Bellarive stretches and expands the worship band label
Many artistic Christian musicians race to escape the “Christian” title as soon as possible, hoping for more crossover impact. Bellarive, on the other hand, readily embraces the even narrower descriptor of “worship band.” Lead singer Sean Curran explains that “the best and defining quality of a worship song is that it is sung directly to God. … Worship songs are prayers,” according to an interview with WorshippingTogether.com.
In that sense, Bellarive definitely fits the bill. But on its newest release, Before There Was, Bellarive also stretches and expands the category, describing itself with the term “atmospheric worship music.” An interesting combination of Rich Mullins and U2, Bellarive infuses familiar pop-rock song structures with a sense of epic sweep appropriate to themes of creation and redemption. Stacked vocals and subtle layers of choice electronic sampling help conjure a sense of otherworldliness that pleasantly hovers around the music’s periphery.
The album opens with “Let There Be Light,” a wink to that grandest of all openings—God’s creation of the universe. The song starts out on an appropriately celebratory note. After a preparatory drum roll and fanfare, like opening the way for some dignitary, the song drops off to a dulcimer sound pinging away like a bell setting the stage. Finally the chorus rolls in announcing, “Let there be light let there be love / living in freedom / Let there be grace like rivers run / to the ocean.”
The most compelling song on the album is “Lazarus,” which begins with a lonely note repeated eerily on the piano. Soon the song breaks into a strong blues beat while a distorted guitar bites and crunches around the edges. The result is a fitting, almost macabre environment to consider Lazarus’—and our own—hopeless situation: “out of breath, a permanent condition / taken by the night / This bone and flesh could never find a reason / To breathe in again.”

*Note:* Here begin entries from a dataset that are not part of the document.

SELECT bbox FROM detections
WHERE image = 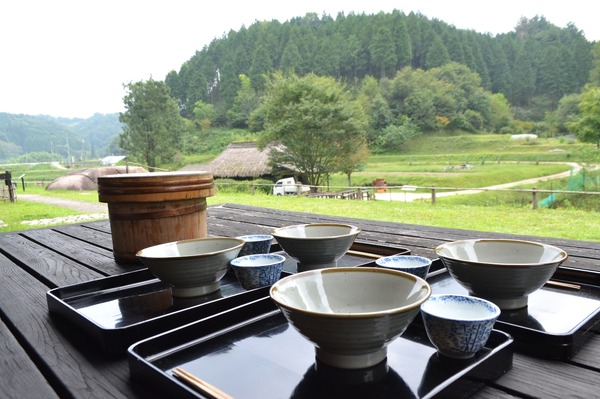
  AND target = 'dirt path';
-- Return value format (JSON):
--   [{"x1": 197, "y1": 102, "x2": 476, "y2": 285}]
[
  {"x1": 375, "y1": 162, "x2": 581, "y2": 202},
  {"x1": 17, "y1": 194, "x2": 108, "y2": 213}
]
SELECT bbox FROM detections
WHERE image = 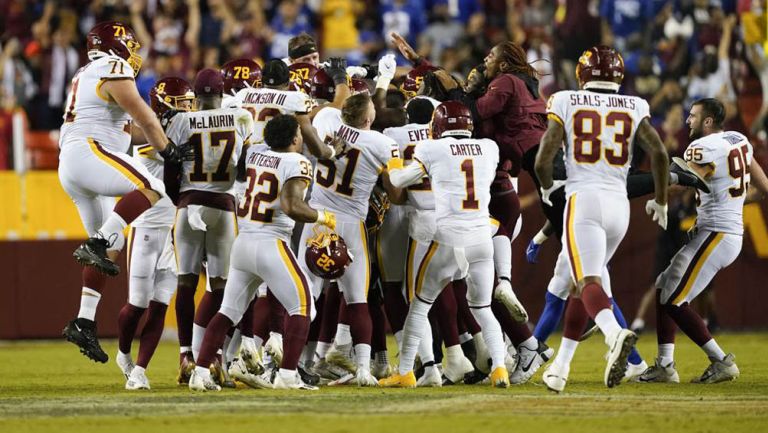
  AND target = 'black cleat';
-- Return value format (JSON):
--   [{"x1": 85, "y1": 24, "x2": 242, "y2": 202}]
[
  {"x1": 61, "y1": 319, "x2": 109, "y2": 363},
  {"x1": 669, "y1": 157, "x2": 710, "y2": 193},
  {"x1": 298, "y1": 367, "x2": 320, "y2": 386},
  {"x1": 72, "y1": 235, "x2": 120, "y2": 277}
]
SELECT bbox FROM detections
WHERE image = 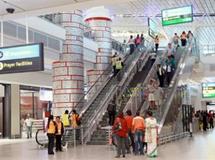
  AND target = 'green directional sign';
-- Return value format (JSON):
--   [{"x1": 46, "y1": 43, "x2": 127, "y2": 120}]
[{"x1": 161, "y1": 6, "x2": 193, "y2": 26}]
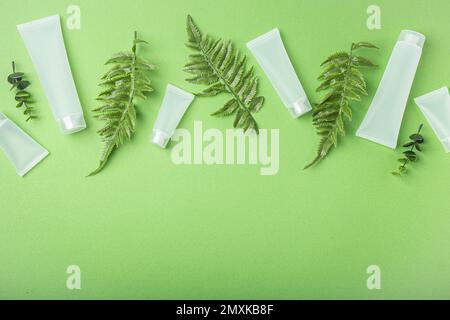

The idea is that people are dead men walking, until that fateful day when He sends forth the call that carries the same potency which birthed life at the very beginning. When Curran launches the soaring, reverb-drenched chorus alongside a majestic guitar and a rhythm that stirs the bones, it feels verily like a call the wakens the dead: “Come out / Come out from your hiding / Just as you are / Come out from the dark.”
A pair of hymns on the album’s latter half demonstrates the band’s wonderful range and variety. “Hallelujah, To Saving Grace” is a joyous little marvel that uses a quiet-but-tasty Rhodes organ to provide color to Curran’s traditional sentiments: “How am I to stand / Before you my king / With merit not my own / Blood I did not bleed?” On the other end of the spectrum, a funky, club-style groove animates Curran’s proclamation that “Only You Can Raise The Dead.”
Bellarive shows respect for roots and tradition while demonstrating complete command of modern music sensibilities with all its gadgets and tools. The band specializes in creating wide, open spaces and a sense of possibility. Not every song can bear the ambitious weight placed on it, but over all they succeed in pointing to the big sky kingdom of God’s world—a world quite broken but also abounding in the echoes of His original mirth. A world caught up in His redemptive drama, purposed in eternity past Before There Was.